Shafiq, por sua vez, rejeitou a vitória de Morsi. De acordo com seu porta-voz, Ahmed Sarhan, o militar da reserva venceu as eleições presidenciais com 51,5% dos votos. "Temos os números corretos. Temos certeza de que o próximo presidente do Egito será Ahmed Shafiq", disse Sarhan no Cairo, acusando a Irmandade Muçulmana de manipular os dados.

O Conselho Supremo das Forças Armadas, que controla o Egito desde a revolta que derrubou Hosni Mubarak há mais de um ano , parece que vem trabalhando já com a hipótese de vitória de Morsi. Desde as eleições, os generais têm divulgado uma série de decretos para reduzir o poder do presidente e fortalecer o do Exército.

Há dois dias, o Conselho aprovou uma série de emendas à Constituição provisória, vigente desde março de 2011, para blindar suas prerrogativas perante a iminente transferência do poder a um presidente eleito nas urnas, após as eleições do fim de semana.

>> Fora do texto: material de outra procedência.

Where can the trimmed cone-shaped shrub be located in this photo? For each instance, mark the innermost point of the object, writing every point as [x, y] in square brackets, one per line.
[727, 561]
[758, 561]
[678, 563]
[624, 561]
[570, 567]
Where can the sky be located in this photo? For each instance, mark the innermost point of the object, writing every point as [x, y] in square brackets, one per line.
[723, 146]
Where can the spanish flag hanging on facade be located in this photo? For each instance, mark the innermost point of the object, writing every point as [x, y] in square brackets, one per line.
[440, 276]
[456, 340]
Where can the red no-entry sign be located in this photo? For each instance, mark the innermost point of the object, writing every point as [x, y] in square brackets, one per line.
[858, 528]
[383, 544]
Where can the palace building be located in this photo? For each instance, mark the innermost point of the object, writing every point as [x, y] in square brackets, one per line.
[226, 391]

Segundo essas remodelações, o Conselho conservará a autonomia nas decisões que afetem o Exército, além do poder legislativo que retomou após a dissolução do Parlamento na quinta-feira. O novo presidente será capaz de formar e dissolver o governo, ratificar e rejeitar leis e declarar guerra, mas apenas com a aprovação do Conselho.